Krisis nuklir Iran menambah ketidakpastian besar di sektor energi dan logam mulia. Secara umum, ketegangan di wilayah ini terus menjaga tekanan harga pada komoditas minyak dan pangan.
Menjelang pertemuan antara Presiden AS Donald Trump dan Presiden Rusia Vladimir Putin, harga minyak relatif stabil. Namun, penurunan mingguan terdalam sejak Juni tetap tercatat, dengan Brent naik tipis 0,2% menjadi US$ 66,59 per barel dan WTI tetap di US$ 63,88 per barel, masing-masing turun 4,4% dan 5,1% sepanjang pekan.
Harga emas dunia naik tipis 0,03% ke US$ 3.397,33 dan menguat 1% sepanjang pekan. Emas berjangka AS Desember stabil di US$ 3.454,1 per troy ons setelah sempat menyentuh rekor intraday US$ 3.534,1. Kenaikan terbatas ini terjadi di tengah rencana Gedung Putih untuk memperjelas kebijakan tarif impor emas batangan.
Harga kontrak CPO di Bursa Malaysia Derivatives mengalami kenaikan karena ekspektasi perlambatan produksi. Kontrak Agustus 2025 naik 12 Ringgit menjadi 4.214 Ringgit per ton, dan kontrak September 2025 naik 12 Ringgit menjadi 4.234 Ringgit per ton.
Harga batu bara melemah selama empat hari berturut-turut, seiring penurunan pengiriman global 2% pada pekan ke-31. Batu bara Newcastle Agustus 2025 turun US$ 0,55 ke US$ 113,2 per ton, September turun US$ 0,75 ke US$ 114,25, dan Oktober turun US$ 0,5 ke US$ 115,5 per ton.
Harga beras global, khususnya Thai 5% broken white rice, turun drastis hingga menjadi US$ 372,50 per ton, terendah dalam delapan tahun terakhir, turun 26% sejak akhir 2024. Indeks harga beras PBB juga turun 13% sepanjang 2025.

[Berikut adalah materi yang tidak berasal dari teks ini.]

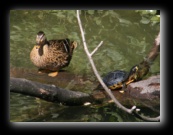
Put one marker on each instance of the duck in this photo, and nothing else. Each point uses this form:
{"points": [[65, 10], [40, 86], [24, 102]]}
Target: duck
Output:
{"points": [[51, 55]]}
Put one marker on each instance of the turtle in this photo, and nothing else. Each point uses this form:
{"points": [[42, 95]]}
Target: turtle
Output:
{"points": [[119, 78]]}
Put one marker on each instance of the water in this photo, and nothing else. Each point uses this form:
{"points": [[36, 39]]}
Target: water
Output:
{"points": [[127, 39]]}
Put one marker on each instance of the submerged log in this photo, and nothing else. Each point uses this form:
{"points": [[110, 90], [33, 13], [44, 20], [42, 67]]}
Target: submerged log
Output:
{"points": [[71, 89], [48, 92]]}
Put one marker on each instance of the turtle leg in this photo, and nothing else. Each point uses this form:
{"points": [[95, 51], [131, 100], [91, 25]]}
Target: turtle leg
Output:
{"points": [[123, 88], [53, 74]]}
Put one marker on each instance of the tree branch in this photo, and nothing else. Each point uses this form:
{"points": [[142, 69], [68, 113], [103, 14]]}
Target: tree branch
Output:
{"points": [[95, 70], [89, 55]]}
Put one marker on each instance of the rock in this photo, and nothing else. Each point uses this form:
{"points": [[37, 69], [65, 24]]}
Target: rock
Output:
{"points": [[145, 89]]}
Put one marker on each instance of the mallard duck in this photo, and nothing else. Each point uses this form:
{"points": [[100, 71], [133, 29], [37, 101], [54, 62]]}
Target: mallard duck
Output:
{"points": [[51, 55]]}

Harga mentega mencapai level tertinggi lebih dari US$ 7.200 per metrik ton, naik sekitar 54% dibanding dua tahun lalu, di tengah penurunan produksi susu global akibat cuaca ekstrem dan penyakit ternak.
Krisis pasokan mendorong harga helium melonjak 400% secara global, memberikan tekanan besar bagi industri teknologi canggih yang bergantung pada gas.
Menurut Reuters, pada Juli 2025, harga pangan dunia mencapai level tertinggi dalam dua tahun terakhir, dengan FAO Food Price Index naik 1,6% dari Juni menjadi 130,1 poin, meski masih 18,8% lebih rendah dari puncaknya pada Maret 2022.
Kenaikan ini terutama didorong oleh melonjaknya harga daging dan minyak nabati. Indeks daging mencapai rekor tertinggi (127,3 poin), sementara minyak nabati melonjak 7,1% ke level tertinggi dalam tiga tahun.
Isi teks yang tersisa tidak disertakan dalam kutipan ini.